In a City Hall news conference, the mayor attributed the exceptionally large surpluses to a boom in property transfer taxes, including mortgage recording taxes, which can generate millions of dollars when large properties change hands. All told, the city expects to collect $2.9 billion in such taxes this year, compared with $902 million in the fiscal year Mr. Bloomberg took office.

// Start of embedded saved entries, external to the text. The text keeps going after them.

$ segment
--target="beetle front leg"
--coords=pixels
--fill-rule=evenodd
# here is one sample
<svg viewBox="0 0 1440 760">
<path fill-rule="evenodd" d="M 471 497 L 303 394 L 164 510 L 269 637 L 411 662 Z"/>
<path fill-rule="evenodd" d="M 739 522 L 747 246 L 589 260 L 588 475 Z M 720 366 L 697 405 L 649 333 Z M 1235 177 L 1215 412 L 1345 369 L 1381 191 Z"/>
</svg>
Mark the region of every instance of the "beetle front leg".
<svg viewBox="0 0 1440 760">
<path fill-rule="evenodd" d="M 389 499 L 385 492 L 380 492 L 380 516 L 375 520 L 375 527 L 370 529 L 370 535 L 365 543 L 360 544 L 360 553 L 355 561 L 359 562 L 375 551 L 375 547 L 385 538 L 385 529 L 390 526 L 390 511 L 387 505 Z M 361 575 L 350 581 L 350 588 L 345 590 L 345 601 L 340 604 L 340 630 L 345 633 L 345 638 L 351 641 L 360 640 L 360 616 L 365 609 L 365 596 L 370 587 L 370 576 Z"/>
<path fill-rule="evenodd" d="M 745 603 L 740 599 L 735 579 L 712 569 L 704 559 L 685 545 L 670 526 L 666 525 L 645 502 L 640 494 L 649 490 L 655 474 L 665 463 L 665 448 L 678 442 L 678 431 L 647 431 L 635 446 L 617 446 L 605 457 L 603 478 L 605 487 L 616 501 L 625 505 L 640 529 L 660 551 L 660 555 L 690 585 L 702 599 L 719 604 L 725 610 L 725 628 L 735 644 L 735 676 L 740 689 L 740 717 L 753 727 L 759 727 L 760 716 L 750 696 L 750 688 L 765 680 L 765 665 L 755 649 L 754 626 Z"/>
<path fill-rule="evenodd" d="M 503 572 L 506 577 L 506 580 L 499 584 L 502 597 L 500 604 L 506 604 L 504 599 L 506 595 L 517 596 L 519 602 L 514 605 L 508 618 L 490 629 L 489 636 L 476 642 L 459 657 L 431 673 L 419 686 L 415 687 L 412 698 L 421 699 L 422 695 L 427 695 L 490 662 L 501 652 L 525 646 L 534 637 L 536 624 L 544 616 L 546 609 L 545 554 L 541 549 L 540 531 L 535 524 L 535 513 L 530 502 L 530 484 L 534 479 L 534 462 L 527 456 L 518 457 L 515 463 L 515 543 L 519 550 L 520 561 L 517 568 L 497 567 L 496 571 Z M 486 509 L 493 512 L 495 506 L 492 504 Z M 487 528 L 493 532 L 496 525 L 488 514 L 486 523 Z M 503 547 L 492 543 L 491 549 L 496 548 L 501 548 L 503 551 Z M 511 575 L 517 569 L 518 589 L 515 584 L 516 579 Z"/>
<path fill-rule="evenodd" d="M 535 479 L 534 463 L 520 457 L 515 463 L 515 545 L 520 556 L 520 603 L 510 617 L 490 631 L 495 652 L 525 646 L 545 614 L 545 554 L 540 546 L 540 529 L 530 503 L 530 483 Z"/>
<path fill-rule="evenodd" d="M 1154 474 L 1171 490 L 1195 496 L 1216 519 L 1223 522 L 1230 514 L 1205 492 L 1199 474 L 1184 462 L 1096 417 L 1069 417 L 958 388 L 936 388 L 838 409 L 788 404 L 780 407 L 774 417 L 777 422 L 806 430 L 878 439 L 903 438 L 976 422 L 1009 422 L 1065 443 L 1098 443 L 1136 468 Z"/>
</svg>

As properties are bought and sold, residents are on the move...out of the city to make way for those that can afford the ever-increasing cost of living in the five burroughs. Again, the question is what will the Mayor do for those that are less fortunate? Well we already know Bloomberg is cutting property taxes by $750 million and other taxes by $250 million. He also mentioned how to achieve happiness:
“The ways to be happy long term, however, is to not go out and spend everything you have on one night of food and a few drinks.”
Instead of a night on the town, why not focus on those that can't afford Smith & Wollensky or Tao and give more to homeless shelters and other tools to help the poor. According to the Coalition of the Homeless, family homelessness is rising rapidly at an eleven percent clip. Not only must we provide more shelters, increases for job training and family assistance would be nice as well.
Reading the NY Times article, you can see that plenty of people have grievances on how the Mayor should spend, or not spend the surplus. Conservatives want to rein in pension contracts with unions, business organizations want to make the property tax cut permanent and to pay down other debts.
To the Mayor's credit, he is introducing a plan to rebuild schools in the long-term to the tune of $28.4 billion in the 10 year capital plan. It is a start and there is so much more that is need to be done.